Drought causes huge pecan crop
Texas A&M AgriLife Communications photo by Robert BurnsShuck opening, more commonly called “shuck-split,” came early in 2012. Even though the drought in most of Texas was quite severe this summer, reports are that the pecan harvest could be one of the largest in recent years. The prediction is 65 million pounds compared to an average pecan harvest of between 50 million and 55 million pounds, according to Texas A&M AgriLife Extension Service specialists.
Larry Stein, Ph.D., AgriLife Extension horticulture specialist in Uvalde, Texas, works mainly with pecans, fruits, grapes and vegetable crops. He said, “The crop is good, and they seem to be well-filled. The quality seems pretty good. The nut size may be a little bit small, but that’s okay.”
Monte Nesbitt, AgriLife Extension horticulture specialist, College Station, Texas, said the excess fruit production was a direct result of the drought continuing into the early growing season. When stressed, a pecan tree will form more fruit in an attempt to make sure the species is preserved, Nesbitt said. The late-season rains also contributed to the large survival rate of the nutlets and also limb breakage.

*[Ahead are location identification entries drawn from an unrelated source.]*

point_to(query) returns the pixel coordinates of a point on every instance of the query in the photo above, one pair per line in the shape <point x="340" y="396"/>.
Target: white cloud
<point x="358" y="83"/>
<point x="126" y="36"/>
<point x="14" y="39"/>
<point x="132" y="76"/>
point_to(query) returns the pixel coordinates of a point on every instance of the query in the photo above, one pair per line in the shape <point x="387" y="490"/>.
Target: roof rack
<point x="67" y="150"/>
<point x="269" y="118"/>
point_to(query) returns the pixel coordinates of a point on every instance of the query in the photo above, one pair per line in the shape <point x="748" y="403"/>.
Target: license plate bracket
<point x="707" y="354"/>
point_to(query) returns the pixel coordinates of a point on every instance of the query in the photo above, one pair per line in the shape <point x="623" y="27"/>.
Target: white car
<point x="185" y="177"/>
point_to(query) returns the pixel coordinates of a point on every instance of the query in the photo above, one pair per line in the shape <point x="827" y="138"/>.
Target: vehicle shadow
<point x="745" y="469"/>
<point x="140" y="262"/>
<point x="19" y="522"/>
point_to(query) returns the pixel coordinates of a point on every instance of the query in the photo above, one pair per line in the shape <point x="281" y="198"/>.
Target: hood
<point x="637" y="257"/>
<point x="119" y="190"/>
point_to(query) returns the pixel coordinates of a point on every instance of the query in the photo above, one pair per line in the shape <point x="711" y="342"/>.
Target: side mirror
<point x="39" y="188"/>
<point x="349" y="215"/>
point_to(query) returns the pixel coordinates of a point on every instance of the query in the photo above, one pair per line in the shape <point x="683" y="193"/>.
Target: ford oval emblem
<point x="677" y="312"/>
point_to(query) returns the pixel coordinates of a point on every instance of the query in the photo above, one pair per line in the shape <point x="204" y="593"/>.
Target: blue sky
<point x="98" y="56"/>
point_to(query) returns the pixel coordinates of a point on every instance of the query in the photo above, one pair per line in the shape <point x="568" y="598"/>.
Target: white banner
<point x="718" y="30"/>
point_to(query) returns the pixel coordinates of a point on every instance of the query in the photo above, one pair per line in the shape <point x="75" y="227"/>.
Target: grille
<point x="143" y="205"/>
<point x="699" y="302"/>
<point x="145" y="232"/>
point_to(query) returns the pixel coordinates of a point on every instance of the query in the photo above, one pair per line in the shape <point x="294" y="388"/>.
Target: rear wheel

The high yields and big crop are both good and bad news for growers, Stein noted. The good news is this year is a great improvement over the 2011 crop, which was less than half the average, driving up prices to the consumer, he said. On the negative side, the big crop may drive down wholesale prices for growers, and the large nut set is resulting in a lot of tree limb breakage throughout the state.
“We’re probably seeing more limbs breaking (in orchards) than not,” Stein said. “Most years, you have enough insect pressure that will take some of the nutlets off before they set. In 2012, the crop was large enough, and the insect pressure was so dispersed, that a lot of trees that would not ordinarily set that many pecans, set an over abundance. As the nuts fill, the combined weight of the leaves and nuts is breaking limbs.”